- Born: July 22, 1897 Stoneham, Massachusetts
- Died: February 4, 1996 (aged 98) Springfield, Ohio
- Education: Wentworth Institute of Technology

= Russell Colley =

Russell Sidney Colley (July 22, 1897 – February 4, 1996) was a U. S. mechanical engineer who played a role in creating the spacesuits worn by the Project Mercury astronauts, including fitting Alan B. Shepard Jr. for his historic ride as America's first man in space on May 5, 1961.

== Early life ==
Colley was born in Stoneham, Massachusetts on July 22, 1897. He originally wanted to design women's clothing, but his parents strongly urged him to enroll at the Wentworth Institute (now Wentworth Institute of Technology), from which he graduated in 1918.

In 1928, Colley moved to Akron, Ohio to become a mechanical engineer for the B. F. Goodrich Co. There, he made the "Riv-nut" that allowed a single worker to affix rivets to airplane wings. Also, after fellow engineer William Geer came up with the idea for the first aircraft de-icer in 1932, Colley was asked to make the device operational. Colley then tested the device during a storm that had grounded every other plane, according to a story in the Akron Beacon Journal. Plane de-icers became - and still are - a major product for Goodrich.

== Developing pressure suits ==
In 1934, Colley was handed a new assignment: help pioneering pilot Wiley Post reach the jet stream and break new altitude records. Post needed a pressurized suit, and Colley designed him one using his wife's sewing machine. The pressure suit had three layers: the innermost one was long underwear, the middle layer was a rubberized air pressure bladder, and the outer layer was made of rubberized parachute fabric. Rubber boots, pigskin gloves, and a diver's helmet with a removable faceplate were added.

Post tried the suit on September 5, 1935 and reached an altitude of 40,000 feet, an unofficial record. He eventually reached 47,000 feet in the suit.

In the 1940s, Colley helped design the Goodrich XH-5 full-pressure suit for the U.S. Army Air Force, which was inspired by the segments of a tomato worm Colley observed in his garden. Colley and his collaborators were awarded a patent for this suit in 1946.
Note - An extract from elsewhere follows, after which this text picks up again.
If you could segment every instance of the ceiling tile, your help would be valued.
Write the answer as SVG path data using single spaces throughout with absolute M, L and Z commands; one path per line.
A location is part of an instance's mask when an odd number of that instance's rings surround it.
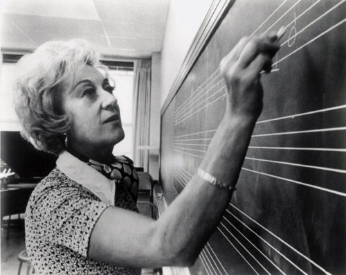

Colley continued to develop full-pressure suits for the U.S. Navy during the 1940s and 1950s, and appeared as a guest on the TV program What's My Line? in 1959.

With Carl F. Effler and Donald D. Ewing, Colley led the design of the Goodrich space suits used by the Mercury astronauts, modified versions of the Navy Mark IV pressure suit. All six original Mercury astronauts went to Akron to be fitted by Colley for their suits, which were two-ply silver nylon coated with neoprene.

After Shepard's flight aboard Freedom 7, the Akron press dubbed Colley "First Tailor of the Space Age" and Goodrich saluted him as "Father of the Spacesuit".

Colley also designed special gloves worn by John Glenn, when he became the first American to orbit space in 1962. Glenn wanted the fingertips to light up so he could see his instrument panel, since lighting in the spaceship was sacrificed to keep the weight down.

Glenn often floated around the spaceship using the fingertips for light, near the end of his 1962 orbit, he described his last few moments in space as a "lights out" experience, as the lights malfunctioned in his fingertips leaving him without any way to see.

== Later life and hobbies and death==

Colley received NASA's Distinguished Public Service Medal in 1994.

Colley collected 65 patents in his career. When he retired from NASA, he returned to Ohio, where he practiced jewelry design with his exquisite gem cuts, featured in The Lapidary Journal.

A watercolor artist, Colley was an original member of the Whiskey Painters of America, founded in 1951 in Akron by industrial designer Joe Ferriot. Colley and others perfected the genre of painting miniature watercolors using alcohol as the medium.

Russell Colley died February 4, 1996, in Springfield, Ohio.